The achievement is something Reed seems to want to pass on by hosting his football camp every summer here in St. Charles Parish.
“Ed doesn’t do this to get his picture in the paper. He just comes down to spend time with the kids,” Robicheaux said.
“He doesn’t just have his name on the camp, but comes down and gives his time and interacts with them. He is from St. Rose so he knows what a lot of these kids are going through and can relate to them and tells them what they need to hear.”
Reed was recruited out of Destrehan by the University of Miami in 1997 and played on the team that won the 2001 National Championship in his senior year.
During his time with the Hurricanes, he became a two-time All-American in 2000 and 2001. He holds the Hurricane record for career interceptions with 21 career interception return yards at 389, and interceptions returned for touchdowns at five.

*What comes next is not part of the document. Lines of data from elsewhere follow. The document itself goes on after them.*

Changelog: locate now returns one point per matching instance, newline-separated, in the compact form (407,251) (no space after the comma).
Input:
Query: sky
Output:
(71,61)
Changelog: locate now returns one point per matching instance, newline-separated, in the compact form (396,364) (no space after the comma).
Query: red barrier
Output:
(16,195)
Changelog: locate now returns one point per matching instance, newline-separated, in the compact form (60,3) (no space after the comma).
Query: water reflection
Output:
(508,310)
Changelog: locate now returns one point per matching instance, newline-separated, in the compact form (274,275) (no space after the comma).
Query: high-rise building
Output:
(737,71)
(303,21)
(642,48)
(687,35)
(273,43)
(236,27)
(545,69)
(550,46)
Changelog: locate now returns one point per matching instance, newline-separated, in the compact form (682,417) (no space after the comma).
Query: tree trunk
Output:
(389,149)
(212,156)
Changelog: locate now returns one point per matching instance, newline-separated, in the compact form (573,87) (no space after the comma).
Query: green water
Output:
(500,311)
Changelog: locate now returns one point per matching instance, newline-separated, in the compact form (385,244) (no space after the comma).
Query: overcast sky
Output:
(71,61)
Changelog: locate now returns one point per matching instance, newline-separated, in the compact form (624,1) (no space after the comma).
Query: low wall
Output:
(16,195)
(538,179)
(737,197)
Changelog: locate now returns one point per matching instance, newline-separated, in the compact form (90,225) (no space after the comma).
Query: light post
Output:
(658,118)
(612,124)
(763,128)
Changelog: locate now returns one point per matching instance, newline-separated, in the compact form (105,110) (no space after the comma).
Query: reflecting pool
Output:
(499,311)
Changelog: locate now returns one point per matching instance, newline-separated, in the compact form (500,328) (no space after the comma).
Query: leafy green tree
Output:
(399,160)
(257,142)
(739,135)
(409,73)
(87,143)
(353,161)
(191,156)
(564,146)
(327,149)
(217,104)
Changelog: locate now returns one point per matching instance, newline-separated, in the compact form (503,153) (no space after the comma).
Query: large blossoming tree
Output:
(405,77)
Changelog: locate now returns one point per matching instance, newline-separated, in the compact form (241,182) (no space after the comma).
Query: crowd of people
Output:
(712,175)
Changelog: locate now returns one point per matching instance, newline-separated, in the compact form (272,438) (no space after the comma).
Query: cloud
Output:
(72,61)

Reed won the Big East Defensive Player of the Year Award in 2001 and led the nation with nine inceptions and three touchdowns to set a new school record. He also was a Big East Champion in the javelin throw as a member of the University of Miami Hurricane’s track and field team.
Reed was drafted in the first round of the 2002 NFL Draft and played 10 seasons for the Ravens before signing with the Texans in 2013 and later the Jets.
During his career, he was selected to the Pro Bowl nine times and was an All Pro selection eight times.Reed received the 2004 Defensive Player of the Year Award, and is the all-time NFL record holder for interception return yards at 1,590.
In 2012, Reed became a member of the Ravens, an AFC Champion and Super Bowl XLVII Champion with a 34-31 win over his beloved San Francisco 49ers.
NFL records also include longest interception returned for a touchdown, and becoming the first person in NFL history to return an inception, punt, blocked punt and fumble for a touchdown.
Known as a “ball hawk,” Reed had a keen sense of timing, instincts and ability to anticipate where the ball was going even before it left the quarterback’s hand, which earned him the title of one of the greatest safeties to ever play the game.
But more than that, many coaches attribute Reed’s success to his countless hours of study, handling of his responsibilities and knowing his job.
Reed wants the kids of Destrehan High School to understand their everyday jobs, too. “As an individual, grab hold of your responsibilities,” he said. “Go to college. More kids need to go to college. Pick your friends wisely.
Your friends are your environment and part of what makes you who you are. Don’t hang around with the bad kids, and help the kids that are not as physically fortunate as you. I wish I had.
Reed offered sound advice.
“Don’t settle. Life is more than money,” he said. “Life is more than the NFL. You have to be smart to be cool.”
Reed also said helping others is helping yourself.
He believes it’s people like Coach Robicheaux who help these kids become all they can be.
“Coach Robicheaux has been a big part of my maturing process while we’ve been a part of the football camp,” Reed said. “And more kids go to college because of Coach Robe.”